How A Kochi-Based Artist Is Reimagining The ‘Ordinary' Through Her Art

How A Kochi-Based Artist Is Reimagining The ‘Ordinary' Through Her Art
Art by Caroline Joseph

It has been a long time since we’ve been locked indoors – 8 and a half months to be precise. Amidst such tumultuous times when human interaction has become minimal and self-quarantining has become the norm of the day, life has come to a standstill in terms of social outings and friendly visits. Even though some of us have had the misfortune of falling into despair during these times, Kochi-based artist and photographer, Caroline Joseph feels that ‘being locked in’ has made her look at ‘everyday things in a newer, more positive light.’ In turn, it has inspired her to incorporate the apparently ‘ordinary’ in her art, through which she aims to subvert the archetype of aestheticism.

“The things around us that we use, yet overlook – things that we never found ‘aesthetic’. I want to create an emotion with the quotidian, find art in the every day,” reveals Caroline.

Poetry and uncanny truths of life are the facets that give fodder to her art.

Caroline’s favourite piece of work of her own is that of a photograph of milk being poured.

“It’s just poured milk, but it is my favorite because it has opened a whole new perspective to me, in terms of photographic aesthetics. It helped me realise that art really is everywhere; it’s how you choose to look at it. After all, our lives are themselves masterpieces in process.”

She sees art through the lens of personal narratives which coalesce the whole of India into a diverse singularity, thereby spreading a message of unity and respect among its citizens.

If given a chance to propose and lead a project with the Indian government, she would want to engage different people from different parts of India in a storytelling project where each one of them can voice their own perspectives and tell their own stories, thereby reclaiming the rich history of India’s diversity. She wants to amplify the eclectic voices of India to remind people that ‘even if our differences seem like a battlefield, we are all brothers and sisters from the same soil at the end of the day.’

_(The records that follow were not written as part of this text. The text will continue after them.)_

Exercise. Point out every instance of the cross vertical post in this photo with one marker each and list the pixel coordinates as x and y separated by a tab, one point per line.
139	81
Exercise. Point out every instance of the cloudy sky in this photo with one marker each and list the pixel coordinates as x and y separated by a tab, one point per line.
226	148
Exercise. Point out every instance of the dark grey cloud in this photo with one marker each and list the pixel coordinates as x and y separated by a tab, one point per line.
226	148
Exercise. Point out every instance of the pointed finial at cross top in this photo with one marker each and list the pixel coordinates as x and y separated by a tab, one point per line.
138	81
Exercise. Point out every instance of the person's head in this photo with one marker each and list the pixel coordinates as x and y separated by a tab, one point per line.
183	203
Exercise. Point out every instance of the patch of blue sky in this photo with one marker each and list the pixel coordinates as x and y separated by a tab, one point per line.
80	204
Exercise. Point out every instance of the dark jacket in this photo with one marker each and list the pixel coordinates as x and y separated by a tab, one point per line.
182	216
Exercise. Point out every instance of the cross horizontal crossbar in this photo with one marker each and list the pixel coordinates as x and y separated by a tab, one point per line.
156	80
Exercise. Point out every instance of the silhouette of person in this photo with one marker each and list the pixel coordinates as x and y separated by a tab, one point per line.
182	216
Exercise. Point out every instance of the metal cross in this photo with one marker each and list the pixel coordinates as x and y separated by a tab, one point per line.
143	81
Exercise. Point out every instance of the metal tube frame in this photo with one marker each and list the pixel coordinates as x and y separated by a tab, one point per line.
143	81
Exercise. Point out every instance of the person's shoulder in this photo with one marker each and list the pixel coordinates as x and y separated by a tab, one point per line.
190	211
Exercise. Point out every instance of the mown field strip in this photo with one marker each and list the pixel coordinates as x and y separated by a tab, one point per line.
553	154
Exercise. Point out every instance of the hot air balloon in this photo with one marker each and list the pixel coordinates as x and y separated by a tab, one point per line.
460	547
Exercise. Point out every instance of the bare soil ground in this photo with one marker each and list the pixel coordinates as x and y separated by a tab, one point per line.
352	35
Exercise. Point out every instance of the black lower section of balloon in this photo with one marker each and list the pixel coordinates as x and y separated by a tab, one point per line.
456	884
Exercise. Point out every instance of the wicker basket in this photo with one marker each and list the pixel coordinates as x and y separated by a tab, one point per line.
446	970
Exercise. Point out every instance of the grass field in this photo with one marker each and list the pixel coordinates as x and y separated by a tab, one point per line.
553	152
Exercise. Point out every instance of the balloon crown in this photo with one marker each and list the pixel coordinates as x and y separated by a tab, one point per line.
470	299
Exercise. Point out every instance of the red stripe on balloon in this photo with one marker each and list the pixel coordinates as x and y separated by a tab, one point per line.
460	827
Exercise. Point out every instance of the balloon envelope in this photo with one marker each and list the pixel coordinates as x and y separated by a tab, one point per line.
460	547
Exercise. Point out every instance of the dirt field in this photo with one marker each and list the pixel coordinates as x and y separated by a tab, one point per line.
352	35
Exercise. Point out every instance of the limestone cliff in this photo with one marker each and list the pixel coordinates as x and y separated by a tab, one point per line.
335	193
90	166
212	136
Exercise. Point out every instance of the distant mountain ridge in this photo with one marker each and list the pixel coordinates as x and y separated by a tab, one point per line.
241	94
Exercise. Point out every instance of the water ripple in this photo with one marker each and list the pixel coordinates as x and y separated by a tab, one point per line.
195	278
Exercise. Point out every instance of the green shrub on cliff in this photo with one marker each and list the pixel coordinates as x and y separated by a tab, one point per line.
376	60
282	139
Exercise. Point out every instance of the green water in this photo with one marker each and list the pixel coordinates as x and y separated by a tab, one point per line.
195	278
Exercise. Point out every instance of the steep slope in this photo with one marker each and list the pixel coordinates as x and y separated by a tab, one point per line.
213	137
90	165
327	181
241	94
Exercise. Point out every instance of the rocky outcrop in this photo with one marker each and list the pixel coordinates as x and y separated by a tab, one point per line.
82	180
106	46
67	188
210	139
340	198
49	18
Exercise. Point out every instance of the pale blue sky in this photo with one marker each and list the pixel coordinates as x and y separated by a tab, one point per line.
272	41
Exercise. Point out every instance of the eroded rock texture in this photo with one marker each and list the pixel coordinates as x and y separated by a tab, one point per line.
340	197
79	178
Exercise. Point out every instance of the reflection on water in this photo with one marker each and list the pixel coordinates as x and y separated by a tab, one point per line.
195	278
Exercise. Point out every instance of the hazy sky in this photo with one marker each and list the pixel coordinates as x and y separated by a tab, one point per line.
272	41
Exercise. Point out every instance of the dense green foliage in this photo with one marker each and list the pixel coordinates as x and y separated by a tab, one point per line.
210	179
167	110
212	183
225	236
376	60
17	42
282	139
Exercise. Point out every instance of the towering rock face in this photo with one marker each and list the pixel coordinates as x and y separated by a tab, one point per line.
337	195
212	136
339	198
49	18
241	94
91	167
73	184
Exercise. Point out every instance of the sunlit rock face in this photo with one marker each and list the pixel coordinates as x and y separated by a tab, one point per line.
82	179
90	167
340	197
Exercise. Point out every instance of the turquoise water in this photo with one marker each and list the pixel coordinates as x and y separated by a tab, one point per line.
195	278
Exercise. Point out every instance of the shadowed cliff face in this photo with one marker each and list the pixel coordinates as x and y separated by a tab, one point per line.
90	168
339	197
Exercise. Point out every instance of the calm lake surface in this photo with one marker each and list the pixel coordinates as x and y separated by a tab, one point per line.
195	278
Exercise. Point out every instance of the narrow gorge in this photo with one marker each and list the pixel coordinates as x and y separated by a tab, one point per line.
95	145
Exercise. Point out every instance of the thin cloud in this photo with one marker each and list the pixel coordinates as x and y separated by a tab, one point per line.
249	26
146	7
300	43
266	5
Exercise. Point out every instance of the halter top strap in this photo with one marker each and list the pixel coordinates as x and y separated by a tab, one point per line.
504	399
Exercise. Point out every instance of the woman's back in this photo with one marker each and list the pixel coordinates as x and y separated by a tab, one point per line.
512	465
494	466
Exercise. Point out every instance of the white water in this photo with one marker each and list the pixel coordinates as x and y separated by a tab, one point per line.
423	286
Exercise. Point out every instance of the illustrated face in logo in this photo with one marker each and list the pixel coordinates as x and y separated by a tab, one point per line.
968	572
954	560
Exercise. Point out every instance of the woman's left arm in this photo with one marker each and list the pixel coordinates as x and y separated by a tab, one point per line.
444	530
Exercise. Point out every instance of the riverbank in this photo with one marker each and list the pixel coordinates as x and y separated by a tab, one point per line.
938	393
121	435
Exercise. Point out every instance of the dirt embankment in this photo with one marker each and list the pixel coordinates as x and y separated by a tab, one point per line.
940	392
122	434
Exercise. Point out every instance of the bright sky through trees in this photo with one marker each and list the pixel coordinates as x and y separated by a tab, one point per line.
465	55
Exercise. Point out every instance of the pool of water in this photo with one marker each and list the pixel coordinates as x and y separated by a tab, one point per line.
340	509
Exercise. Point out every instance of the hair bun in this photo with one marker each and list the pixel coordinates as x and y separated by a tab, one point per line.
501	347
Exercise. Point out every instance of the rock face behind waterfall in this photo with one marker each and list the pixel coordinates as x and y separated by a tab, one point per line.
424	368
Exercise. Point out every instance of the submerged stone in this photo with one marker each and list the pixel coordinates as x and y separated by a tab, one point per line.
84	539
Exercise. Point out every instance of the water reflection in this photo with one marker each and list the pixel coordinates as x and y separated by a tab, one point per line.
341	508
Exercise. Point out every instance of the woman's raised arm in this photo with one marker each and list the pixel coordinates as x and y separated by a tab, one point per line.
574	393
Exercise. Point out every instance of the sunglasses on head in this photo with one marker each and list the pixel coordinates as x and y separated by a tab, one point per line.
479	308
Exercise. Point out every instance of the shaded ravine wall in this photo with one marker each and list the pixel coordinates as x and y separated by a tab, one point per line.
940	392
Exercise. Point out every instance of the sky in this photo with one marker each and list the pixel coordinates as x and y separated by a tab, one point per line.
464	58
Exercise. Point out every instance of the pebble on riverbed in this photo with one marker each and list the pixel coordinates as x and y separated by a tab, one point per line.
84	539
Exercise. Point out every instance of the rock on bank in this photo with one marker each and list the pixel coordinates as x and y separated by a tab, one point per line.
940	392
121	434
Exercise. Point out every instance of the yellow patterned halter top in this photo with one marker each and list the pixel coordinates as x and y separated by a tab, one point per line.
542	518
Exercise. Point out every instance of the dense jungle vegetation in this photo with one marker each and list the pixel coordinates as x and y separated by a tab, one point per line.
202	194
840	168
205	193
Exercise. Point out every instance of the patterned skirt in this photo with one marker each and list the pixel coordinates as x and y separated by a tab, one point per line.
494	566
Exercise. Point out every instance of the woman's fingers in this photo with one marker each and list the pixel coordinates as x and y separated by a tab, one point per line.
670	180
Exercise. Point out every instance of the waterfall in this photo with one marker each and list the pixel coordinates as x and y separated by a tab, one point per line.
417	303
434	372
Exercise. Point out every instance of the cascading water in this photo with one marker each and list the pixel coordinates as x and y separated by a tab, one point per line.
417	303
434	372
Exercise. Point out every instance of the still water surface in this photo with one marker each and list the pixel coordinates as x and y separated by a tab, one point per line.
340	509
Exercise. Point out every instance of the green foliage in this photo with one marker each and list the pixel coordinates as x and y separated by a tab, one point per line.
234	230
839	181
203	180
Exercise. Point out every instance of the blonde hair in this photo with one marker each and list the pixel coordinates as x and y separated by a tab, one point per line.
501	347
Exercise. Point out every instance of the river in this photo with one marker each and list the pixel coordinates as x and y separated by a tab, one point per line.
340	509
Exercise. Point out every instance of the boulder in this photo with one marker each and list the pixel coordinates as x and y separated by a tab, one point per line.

She believes that it is important to address this matter, since it is the inability to rise above our differences and accept each other for who we are, that has led to the rising instances of communalism and hatred in India. Apart from these, she wishes to engage in projects that empower women and uplift their socio-economic positions in society.

P.S.: She highly admires the work of her Indian contemporary, Rhea Gupte.